Il secondo tempo inizia con un’azione del migliore dei nostri, Garlini (ritratto nella foto, con Maradona che, a fine partita, proverà a consolarlo) ha tentato un affondo ma è stato stoppato da Ferrario appena entrato in area.  

Guardiamo l’orologio: è trascorsa quasi un’ora e siamo ancora in parità, Maradona non sembra in giornata. Filisetti, in anticipo sull’avversario, indirizza verso Orsi un pallone non lento, di più. Maradona vi piomba come un falco segnando il gol più facile della sua vita. Da quel momento in poi, veniamo “identificati” dai vicini di poltroncina ed inizierà un tiro al bersaglio fatto di sbertucciamenti continui. Un quarto d’ora più tardi Laudrup viene steso da Bruscolotti, oggi sarebbe rigore ed espulsione, ma non c’era Var. Dal possibile pareggio, riecco Filisetti, stavolta intento deviare nella nostra porta un cross che Maradona ha elegantemente liftato a Penzo: palo, miracolo di Orsi, che secondo noi ha trattenuto il pallone sulla riga, ma il signor Pieri di Genova indica il centro del campo. La gente, in preda all’euforia, ci dice di tutto, mentre scorgiamo a malapena Orsi che vorrebbe picchiare l’arbitro. 

Sul finire, avremmo assistito dal vivo alle prodezze che sarebbero passate alla storia del football planetario: Vianello, stordito dai continui richiami di Lorenzo, regala il pallone a Maradona il quale, prima sbaglia lo stop ma nell’istante successivo, avendo intravisto Orsi fuori dai pali, sebbene stia per cadere a terra, riesce a calciare un pallonetto che va a depositarsi nell'angolino lontano, dopo una parabola di quaranta metri. Il San Paolo esplode come una polveriera, due dei nostri amici decidono di alzarsi anche loro, per applaudire la prodezza balistica, io no, mi rifiuto, per me significherebbe andare contro natura.

Purtroppo, non sarebbe finita qui: mentre ci avviavamo all’uscita, allo scadere, Maradona è sulla bandierina alla sinistra di Orsi. Segnerà direttamente dall’angolo, un gol fantastico che noi quattro abbiamo soltanto intravisto, perché stavamo già con la testa alle scalette di uscita dallo stadio, per rientrare a Roma in silenzio, il prima possibile. Sapevamo di essere andati in serie B. Ci salutammo alla stazione, dove sentimmo che la Roma aveva perso col Milan.
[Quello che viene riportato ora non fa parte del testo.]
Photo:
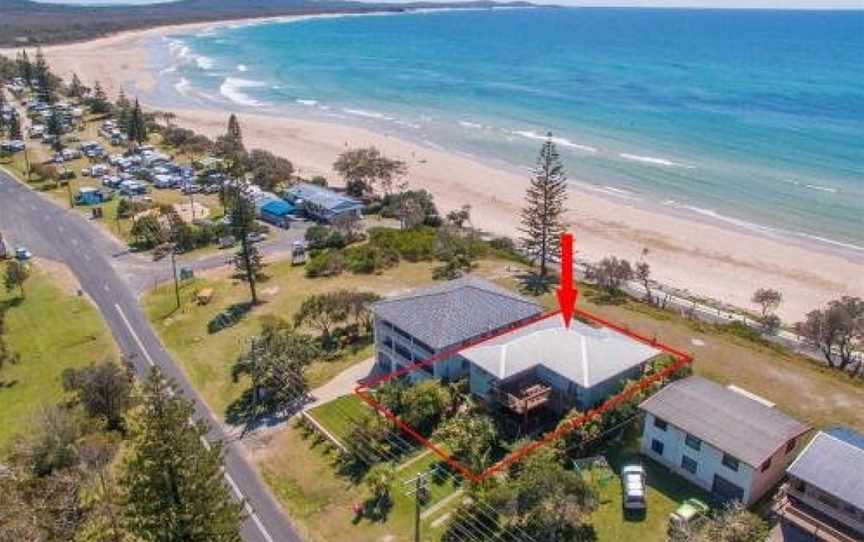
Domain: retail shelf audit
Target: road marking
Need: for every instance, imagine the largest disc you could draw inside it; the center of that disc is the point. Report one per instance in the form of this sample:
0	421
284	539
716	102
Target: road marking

Ma cosa cambiava?

Una volta a casa, verso le undici, su Gol di Notte, apprendemmo da Michele Plastino che Lorenzo era stato esonerato e che Chinaglia aveva affidato la squadra al suo grande amico, ed ex compagno di squadra, Giancarlo Oddi.

Una domenica bestiale, una di quelle giornate in cui la Lazialità ti entra nelle ossa e diventa un segno distintivo, il tuo marchio di fabbrica, per sempre.

Eravamo ragazzi, noi della “Generazione Lenzini”: oggi guardiamo alla Lazio con la stessa passione ma con un sano realismo. Ricordandovi che abbiamo già conosciuto i nostri avversari in Champions League, vi diciamo che sì, potremmo essere a zero punti fra due domeniche, ma che questa squadra è forte e disputerà un’altra grande stagione. Forza Lazio!